A typical New York fan response to a team’s blunder. But here is the difference: The team, New York City Football Club, hadn’t played a game yet. Not just this season. Ever.

“It’s a very good sign,” said Tom Glick, N.Y.C.F.C.’s president, “to have this level of passion at this point in our development.”

Mr. Glick may be making lemonade out of lemons, but he has good reason to be optimistic. New York City F.C., an expansion club in Major League Soccer, will play its first regular-season match on March 8 and its first home match, at Yankee Stadium, on March 15. It has already sold 14,000 season tickets, Mr. Glick said, and has a fan base rabid enough to get extravagantly upset over things that haven’t happened yet.


Red Bulls supporters in Montreal in 2013. Credit Matthew Kremkau
“New York City has been starved for an M.L.S. team for so long,” said Brian Toto of the Third Rail, an independent N.Y.C.F.C. fan group whose more than 1,600 members paid $30 each to join. “Now we finally have one.”

Yet there is actually another local team, and an equally passionate set of fans — or supporters, as they say in soccer — that would take issue with that statement.

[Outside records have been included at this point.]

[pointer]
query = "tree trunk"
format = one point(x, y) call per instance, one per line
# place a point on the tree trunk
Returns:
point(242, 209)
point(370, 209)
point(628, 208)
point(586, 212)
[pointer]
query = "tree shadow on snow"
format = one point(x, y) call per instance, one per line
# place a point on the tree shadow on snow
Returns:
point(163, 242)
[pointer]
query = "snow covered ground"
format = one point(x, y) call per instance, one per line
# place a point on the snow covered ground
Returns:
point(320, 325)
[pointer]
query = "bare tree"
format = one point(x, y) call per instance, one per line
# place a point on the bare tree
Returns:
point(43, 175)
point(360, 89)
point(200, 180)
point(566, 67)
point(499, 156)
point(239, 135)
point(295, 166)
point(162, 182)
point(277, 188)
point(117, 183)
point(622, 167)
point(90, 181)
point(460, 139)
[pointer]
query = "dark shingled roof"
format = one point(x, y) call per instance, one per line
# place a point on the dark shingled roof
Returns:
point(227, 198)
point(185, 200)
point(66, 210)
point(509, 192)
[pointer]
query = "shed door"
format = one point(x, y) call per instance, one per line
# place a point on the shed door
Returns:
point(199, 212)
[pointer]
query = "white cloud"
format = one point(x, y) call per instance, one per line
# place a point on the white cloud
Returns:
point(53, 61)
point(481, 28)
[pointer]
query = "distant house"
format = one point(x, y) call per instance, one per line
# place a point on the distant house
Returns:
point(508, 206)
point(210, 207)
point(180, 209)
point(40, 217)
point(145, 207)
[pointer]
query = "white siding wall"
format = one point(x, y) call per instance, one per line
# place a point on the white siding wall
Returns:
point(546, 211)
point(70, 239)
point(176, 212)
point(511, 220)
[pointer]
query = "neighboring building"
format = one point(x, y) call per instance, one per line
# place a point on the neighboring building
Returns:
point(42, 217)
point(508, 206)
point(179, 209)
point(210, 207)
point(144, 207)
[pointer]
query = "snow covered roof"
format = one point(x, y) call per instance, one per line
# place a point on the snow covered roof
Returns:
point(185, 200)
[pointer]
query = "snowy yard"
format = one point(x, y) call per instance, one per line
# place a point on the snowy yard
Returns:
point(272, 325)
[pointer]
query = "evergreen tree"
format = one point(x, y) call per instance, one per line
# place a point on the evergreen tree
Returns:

The New York Red Bulls have been playing in the metropolitan area for 20 years, starting as the New York/New Jersey MetroStars in the Meadowlands before changing names and, in 2010, moving to a $200 million soccer stadium in Harrison, N.J. But the league and N.Y.C.F.C. and its fans believe there is room for another team, in the city itself. “We’re excited to have another M.L.S. team in the area,” said Joseph Stetson, a Red Bulls vice president. “It’ll help to raise awareness and coverage of M.L.S. soccer in the area.”